Lately, people have been asking, ‘Where are my Orioles or the Redwing Blackbirds? Did you know that even though it’s summer, birds have already begun their fall migration? Fall migration starts as early as June and lasts until early January, with peak times running from August to mid-October.
Migratory birds are birds of both game and non-game species who regularly move between summer breeding grounds and non-breeding wintering areas.
There are five groups of migratory birds.
1. Landbirds– Forest and grassland songbirds and other perching birds such as: hummingbirds, kingfishers and woodpeckers.
2. Raptors- Eagles, hawks and falcons.
3. Waterfowl– Swans, geese and ducks.
4. Waterbirds– Traditional colonial nesting species such as gulls, terns, herons and egrets, loons, grebes, along with marsh birds like the rails and cranes.
5. Shorebirds– plovers, allies, stilts, and dowitchers.
During their migration, birds must stop to feed and rest at spots known as stopover sites. These stopover sites are critical to a bird’s survival during migration.
Stopover sites include:
•Fire Escapes– stopover sites in this category are areas such as city parks or forests that have been fragmented into smaller areas. These are areas of less use because they lack in resources. But, these are important stopping grounds to seek shelter from bad weather or predators.
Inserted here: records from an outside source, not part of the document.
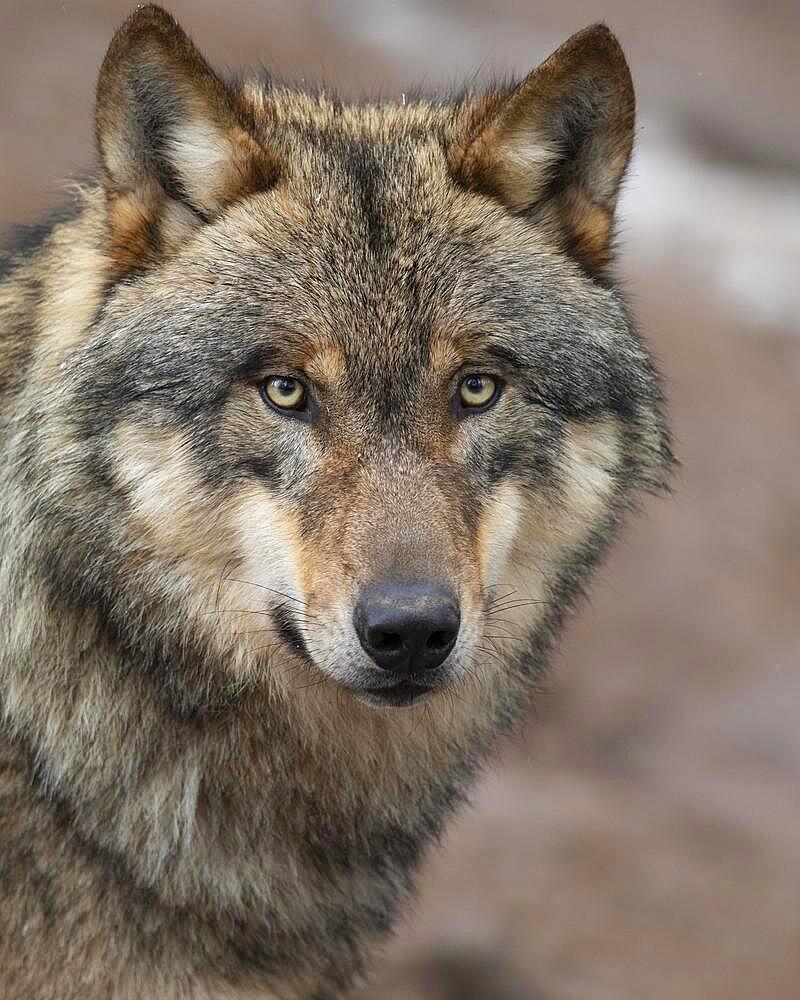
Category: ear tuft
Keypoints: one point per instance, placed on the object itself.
(557, 144)
(173, 137)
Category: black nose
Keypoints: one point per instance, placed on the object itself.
(407, 627)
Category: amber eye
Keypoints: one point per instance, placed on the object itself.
(477, 391)
(284, 392)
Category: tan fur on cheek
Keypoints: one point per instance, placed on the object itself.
(155, 469)
(552, 528)
(497, 531)
(591, 455)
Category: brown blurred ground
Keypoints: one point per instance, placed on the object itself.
(641, 838)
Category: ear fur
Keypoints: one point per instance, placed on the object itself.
(176, 142)
(557, 144)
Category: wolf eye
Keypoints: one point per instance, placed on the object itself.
(284, 392)
(478, 392)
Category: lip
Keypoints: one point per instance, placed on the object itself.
(400, 695)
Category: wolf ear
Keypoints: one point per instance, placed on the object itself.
(557, 144)
(177, 143)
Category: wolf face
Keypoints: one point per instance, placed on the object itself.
(312, 411)
(360, 396)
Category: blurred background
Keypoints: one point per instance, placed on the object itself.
(641, 835)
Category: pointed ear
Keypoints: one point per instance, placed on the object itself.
(558, 143)
(177, 143)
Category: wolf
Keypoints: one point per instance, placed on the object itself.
(316, 417)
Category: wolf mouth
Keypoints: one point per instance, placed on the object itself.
(400, 695)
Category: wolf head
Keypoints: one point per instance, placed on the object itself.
(358, 404)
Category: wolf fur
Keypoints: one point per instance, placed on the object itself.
(195, 799)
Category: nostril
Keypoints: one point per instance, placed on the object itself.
(440, 640)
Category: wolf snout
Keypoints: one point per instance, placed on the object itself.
(407, 627)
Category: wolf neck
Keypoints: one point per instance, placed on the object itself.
(205, 812)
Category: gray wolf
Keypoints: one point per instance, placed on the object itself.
(315, 419)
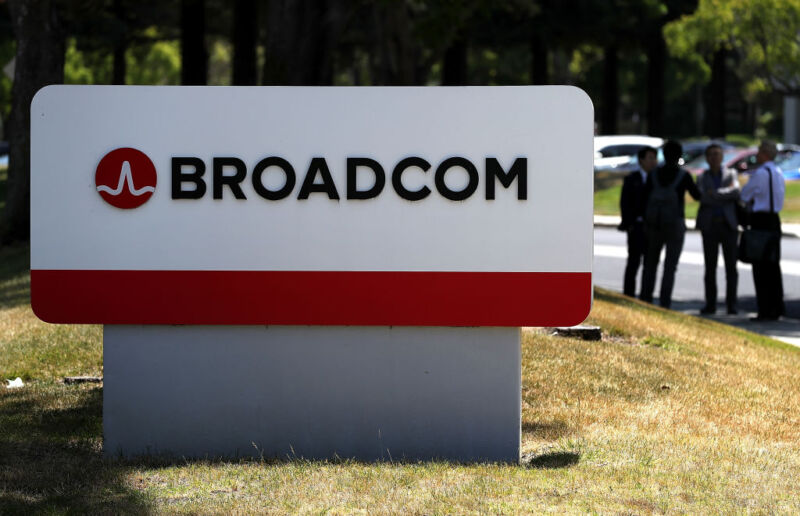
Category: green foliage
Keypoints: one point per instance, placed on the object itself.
(764, 33)
(153, 61)
(156, 63)
(86, 67)
(7, 51)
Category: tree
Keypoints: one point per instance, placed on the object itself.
(764, 34)
(245, 37)
(39, 62)
(194, 56)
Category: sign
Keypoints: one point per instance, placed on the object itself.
(461, 206)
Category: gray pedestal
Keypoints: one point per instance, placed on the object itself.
(370, 393)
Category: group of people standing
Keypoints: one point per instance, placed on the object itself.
(652, 207)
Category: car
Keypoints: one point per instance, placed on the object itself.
(694, 148)
(618, 153)
(790, 166)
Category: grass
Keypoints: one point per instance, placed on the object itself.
(608, 189)
(668, 413)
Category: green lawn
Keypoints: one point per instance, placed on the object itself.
(667, 414)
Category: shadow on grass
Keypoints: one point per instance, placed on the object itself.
(15, 286)
(551, 430)
(51, 457)
(553, 460)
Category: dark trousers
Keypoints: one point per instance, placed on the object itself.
(720, 234)
(767, 275)
(637, 244)
(656, 240)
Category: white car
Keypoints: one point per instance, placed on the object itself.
(618, 153)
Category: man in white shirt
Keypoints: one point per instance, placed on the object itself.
(764, 194)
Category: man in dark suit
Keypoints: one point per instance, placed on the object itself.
(632, 204)
(764, 194)
(716, 219)
(665, 221)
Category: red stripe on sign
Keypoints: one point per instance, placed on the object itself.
(312, 297)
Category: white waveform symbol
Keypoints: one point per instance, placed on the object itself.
(125, 178)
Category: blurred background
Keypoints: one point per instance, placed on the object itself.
(688, 69)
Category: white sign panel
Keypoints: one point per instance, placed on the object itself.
(287, 205)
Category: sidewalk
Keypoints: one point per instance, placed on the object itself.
(612, 221)
(786, 330)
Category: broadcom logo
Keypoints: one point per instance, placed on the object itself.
(125, 178)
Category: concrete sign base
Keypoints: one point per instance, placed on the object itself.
(316, 392)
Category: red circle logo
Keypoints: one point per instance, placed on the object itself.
(125, 178)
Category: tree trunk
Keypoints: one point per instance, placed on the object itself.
(39, 62)
(608, 120)
(715, 123)
(656, 65)
(395, 46)
(194, 57)
(539, 73)
(120, 66)
(300, 39)
(454, 69)
(245, 29)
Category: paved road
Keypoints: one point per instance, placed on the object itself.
(688, 296)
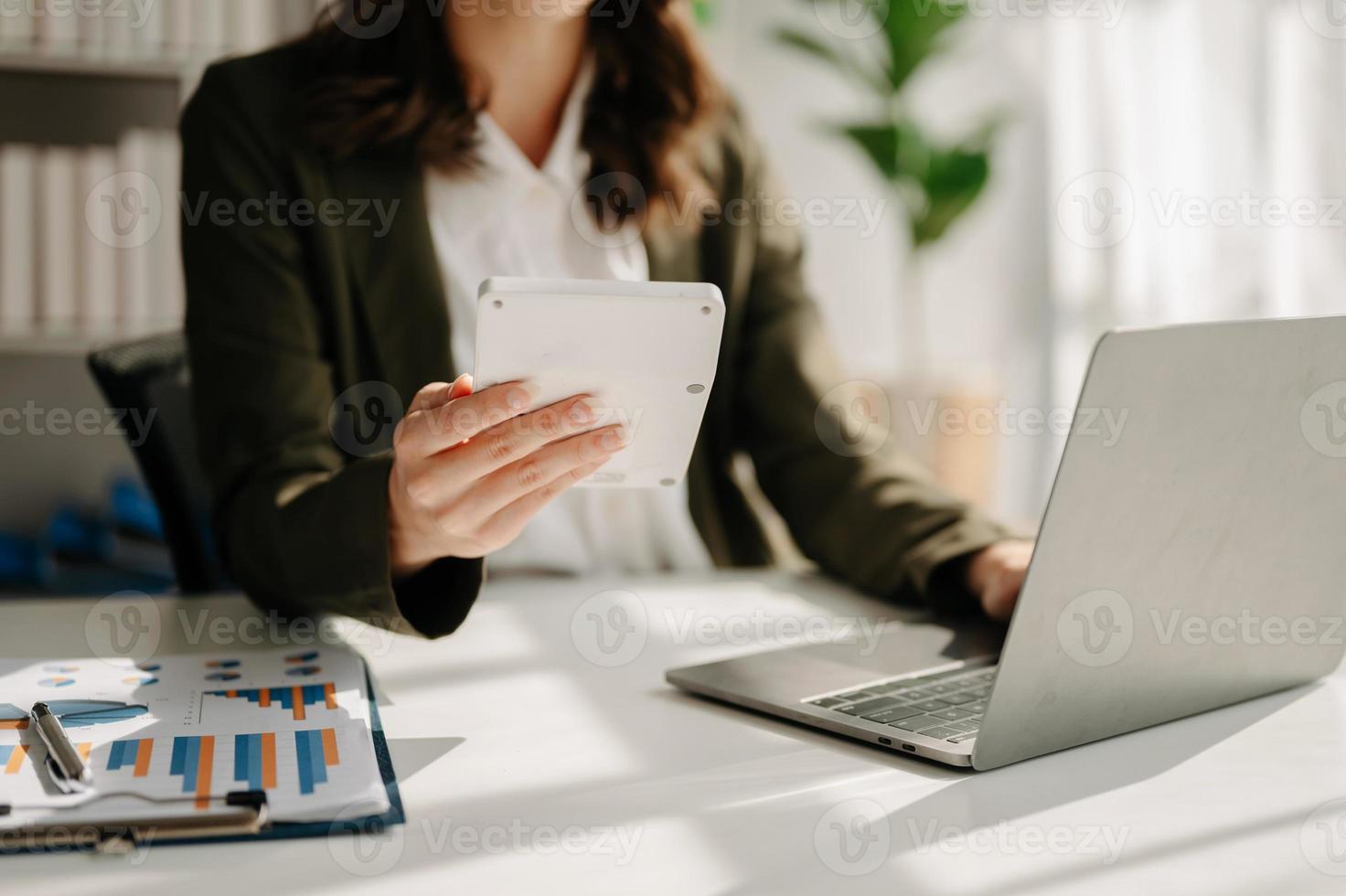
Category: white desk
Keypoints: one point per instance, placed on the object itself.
(507, 739)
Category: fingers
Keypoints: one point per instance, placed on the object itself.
(522, 436)
(541, 468)
(1003, 592)
(510, 519)
(441, 393)
(442, 419)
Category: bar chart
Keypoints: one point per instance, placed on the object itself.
(295, 699)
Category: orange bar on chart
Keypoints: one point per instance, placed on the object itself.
(147, 747)
(330, 755)
(16, 759)
(204, 764)
(268, 761)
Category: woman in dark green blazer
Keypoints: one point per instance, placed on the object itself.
(313, 274)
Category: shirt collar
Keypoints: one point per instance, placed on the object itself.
(567, 162)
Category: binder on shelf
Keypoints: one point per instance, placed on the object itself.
(17, 30)
(63, 28)
(198, 750)
(17, 248)
(137, 157)
(60, 216)
(99, 261)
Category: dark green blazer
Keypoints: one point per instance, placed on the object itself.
(285, 313)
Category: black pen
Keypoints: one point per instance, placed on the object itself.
(59, 750)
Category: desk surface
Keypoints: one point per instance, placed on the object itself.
(529, 767)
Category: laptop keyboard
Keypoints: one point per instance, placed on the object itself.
(945, 705)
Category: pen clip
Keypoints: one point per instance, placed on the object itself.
(65, 784)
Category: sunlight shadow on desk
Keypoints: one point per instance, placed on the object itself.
(1017, 791)
(413, 753)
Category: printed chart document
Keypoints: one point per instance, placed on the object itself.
(166, 736)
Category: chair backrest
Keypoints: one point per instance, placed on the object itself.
(151, 376)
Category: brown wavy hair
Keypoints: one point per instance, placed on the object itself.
(653, 96)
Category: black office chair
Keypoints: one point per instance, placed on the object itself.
(153, 374)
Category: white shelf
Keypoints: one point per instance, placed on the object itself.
(77, 343)
(36, 60)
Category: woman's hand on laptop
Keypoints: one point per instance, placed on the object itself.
(997, 575)
(471, 468)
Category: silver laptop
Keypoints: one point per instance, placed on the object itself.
(1189, 559)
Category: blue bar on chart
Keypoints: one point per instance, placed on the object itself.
(314, 752)
(134, 753)
(193, 759)
(254, 761)
(294, 699)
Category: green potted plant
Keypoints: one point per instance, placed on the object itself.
(879, 46)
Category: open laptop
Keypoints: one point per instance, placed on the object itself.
(1189, 559)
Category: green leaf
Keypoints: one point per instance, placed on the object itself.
(844, 63)
(914, 31)
(952, 183)
(881, 143)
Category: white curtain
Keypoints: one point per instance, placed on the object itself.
(1206, 142)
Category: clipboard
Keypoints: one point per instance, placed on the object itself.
(248, 818)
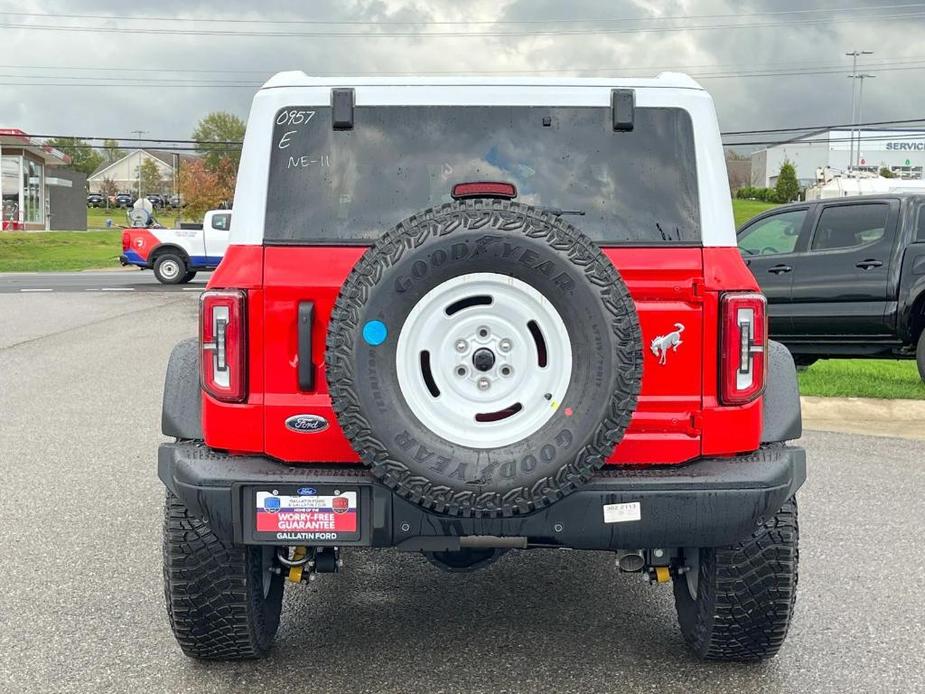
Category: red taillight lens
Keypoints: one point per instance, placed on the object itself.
(223, 345)
(484, 189)
(744, 356)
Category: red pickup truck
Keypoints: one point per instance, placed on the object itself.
(464, 317)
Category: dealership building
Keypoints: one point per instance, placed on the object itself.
(36, 190)
(901, 151)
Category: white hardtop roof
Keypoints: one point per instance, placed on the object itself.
(665, 80)
(297, 89)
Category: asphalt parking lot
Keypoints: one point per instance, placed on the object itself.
(81, 604)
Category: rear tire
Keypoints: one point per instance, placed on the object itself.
(920, 356)
(737, 602)
(222, 601)
(170, 268)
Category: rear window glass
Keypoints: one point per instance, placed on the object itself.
(350, 186)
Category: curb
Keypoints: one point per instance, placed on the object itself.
(870, 416)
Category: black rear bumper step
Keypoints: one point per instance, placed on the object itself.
(706, 503)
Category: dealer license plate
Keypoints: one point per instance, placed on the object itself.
(306, 515)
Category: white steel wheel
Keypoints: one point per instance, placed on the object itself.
(483, 360)
(169, 268)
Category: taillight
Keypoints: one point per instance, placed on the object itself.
(222, 341)
(484, 189)
(743, 361)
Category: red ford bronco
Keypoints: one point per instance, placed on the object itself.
(465, 316)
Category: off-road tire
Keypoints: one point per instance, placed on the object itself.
(163, 268)
(920, 355)
(745, 594)
(215, 592)
(375, 432)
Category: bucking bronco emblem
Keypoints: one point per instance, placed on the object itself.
(661, 344)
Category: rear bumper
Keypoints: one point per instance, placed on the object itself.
(706, 503)
(132, 259)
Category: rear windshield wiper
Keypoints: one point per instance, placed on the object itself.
(558, 211)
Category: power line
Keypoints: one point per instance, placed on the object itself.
(797, 64)
(203, 143)
(465, 22)
(840, 126)
(224, 33)
(83, 81)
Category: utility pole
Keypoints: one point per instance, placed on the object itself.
(861, 77)
(139, 133)
(854, 70)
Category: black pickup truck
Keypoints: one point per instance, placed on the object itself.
(844, 277)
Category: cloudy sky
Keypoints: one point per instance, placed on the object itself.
(768, 63)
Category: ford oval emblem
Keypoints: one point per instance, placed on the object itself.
(307, 423)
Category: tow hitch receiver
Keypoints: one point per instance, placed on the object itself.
(303, 563)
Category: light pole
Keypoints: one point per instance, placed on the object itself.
(861, 77)
(854, 69)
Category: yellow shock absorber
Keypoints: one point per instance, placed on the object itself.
(295, 572)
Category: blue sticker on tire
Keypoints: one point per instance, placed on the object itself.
(375, 332)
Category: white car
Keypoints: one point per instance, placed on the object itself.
(176, 255)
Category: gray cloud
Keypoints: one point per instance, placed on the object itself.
(173, 110)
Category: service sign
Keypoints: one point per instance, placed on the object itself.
(294, 518)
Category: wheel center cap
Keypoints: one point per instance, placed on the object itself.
(483, 359)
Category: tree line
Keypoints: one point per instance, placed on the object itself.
(204, 182)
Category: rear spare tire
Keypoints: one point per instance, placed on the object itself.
(484, 358)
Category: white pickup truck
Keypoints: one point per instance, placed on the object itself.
(176, 255)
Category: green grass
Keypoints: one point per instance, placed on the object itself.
(743, 210)
(59, 250)
(863, 378)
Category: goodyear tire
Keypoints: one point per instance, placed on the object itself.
(223, 601)
(736, 602)
(484, 358)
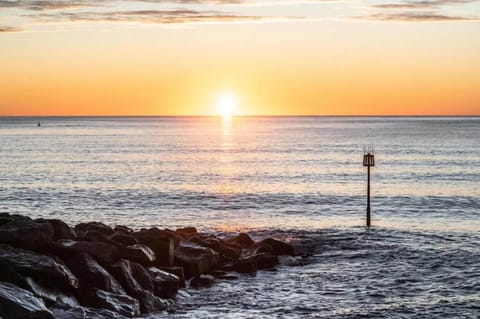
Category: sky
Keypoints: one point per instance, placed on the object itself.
(273, 57)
•Convenience Stores– These sites have plenty of resources for birds and are much larger areas than Fire Escapes. This could be your woodland, prairie, or county park.
•Full-Service Hotels– These sites are not only rich in resources, but a bountiful habitat that can provide food, water and shelter to a large number of birds for a consistent period. These sites include National Parks, National Wildlife Refuge or State Wildlife Areas such as Horicon Marsh (Wisconsin has plenty of those!).
Now is a good time for landowners to keep plenty of water and food out for those birds starting to migrate south, they could be stopping by!
In Wisconsin, we have unique opportunities around the state to witness different fall bird migrations, you can read about them in Wisconsin’s Birding by Season: Fall. Wisconsin is a major corridor for bird migration so your opportunities to see birds migrating are abundant.
If you feed hummingbirds, you know that they are drinking double the amount of nectar that they normally drink at your feeders at this time of year. Around the middle of September they will leave central Wisconsin for Mexico and Central America. In the middle of August (in the north) and late August (in the south), if you happen to be along the Highway 51 corridor at sunset, you will frequently see a “kettle” (or group) of Common Nighthawks migrating south. They are easily identifiable by their boomerang-shaped wings with a wide white bar on the wing. These are just a couple examples of our migratory birds.